Almost 34 percent of Americans said they planned to make at least one financial resolution for 2019, reported US New & World Report.
Rebalancing one’s investment portfolio was one of those declarations, together with saving more, spending less and reducing debt so, if you haven’t done it already, now’s a good time to sit down with your investment manager to review, or start, a portfolio.
The first thing to do is review your goals and lifestyle. Are you planning to buy a house? Do you want to set up trusts for your kids? What does your retirement scenario look like? While you may THINK you’re too young to think about retirement, it’s here in the blink of an eye. Are you financially conservative, or are you a risk-taker?
Then, you need to be sure you’re working with the right investment manager FOR YOU. Are your values and philosophy aligned? For instance, if you don’t like risk, you don’t want to work with someone who encourages and promotes it.
You also need an investment manager with the expertise and determination to adapt to the ever-changing market conditions.
“It’s important to understand that it’s more than just “picking stocks” to complement a fixed income portfolio, said Alex Oxenham of Hilton Capital Management. The firm handles over 1.5 billion in equity strategies, and is located in Garden City, Long Island, New York.
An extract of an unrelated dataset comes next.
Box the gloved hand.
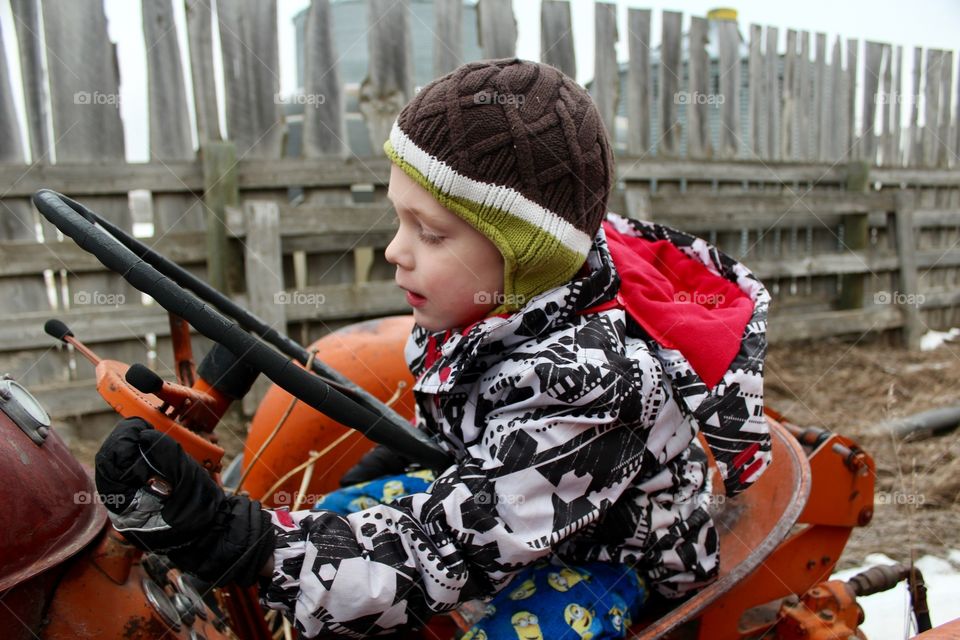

“I approach all potential investments from a global macro economic perspective, taking into account fiscal/monetary policy, interest rates, commodity and government pricing and general business conditions.
With some careful planning and a lot of strategy, you can make this your year of financial safety and security.
Five Types Of Investments To Explore
- Small-cap equities: Small-caps can be companies from any industry, ranging from pharmaceutical to health, technology, mini marts and motor companies, among others.
They have a market capitalization of around $300 million to $2 billion.
While they tend to have a higher stock price, the number of available shares is what makes them “small,” which gives the individual investor a larger percentage of the company.
It then triggers the SEC filing requirements which makes the purchase known publicly and increases stock even further.
Since institutional investors purchase in large blocks, they almost never set off SEC triggers.
Small caps can be a little riskier than mid-cap and large-cap companies, but they can also offer significant growth potential. They do require extensive research; don’t look only at what’s trending, but explore growth potential, corporate fundamentals and track records.
- Mid-cap equities: Mid-caps have a market capitalization of $2 to $10 billion, are less risky than small-caps, have great potential for growth–but investors must know that they are also reactive to interest rates and market ups and downs.
- Mid-caps can be purchased directly through company stock or mutual funds.
While large-caps are considered the least risky, they don’t also offer the same potential for income growth, so they aren’t on this list.
REIT ( Real Estate Investment Trust) is where you buy shares of a building, land, mortgage company or some real estate security.
A REIT is modeled after a mutual fund–you buy the shares just as you would stocks– and gives investors an opportunity to own real estate, participate in development and, at the same time, receive dividend-based income.
While REITS do offer cash-flow stability, growth can also be slow.
- MLP ( Master Limited Partnership):
MLPs are unique investment opportunities that combine the tax benefits of a limited partnership with the liquidity of a publicly-traded company. There are significant tax benefits and, since the company trades on the exchange publicly, there is cash-flow distribution–stocks.
- Mutual Funds:
While they do yield dividends, the amount varies according to interest rates.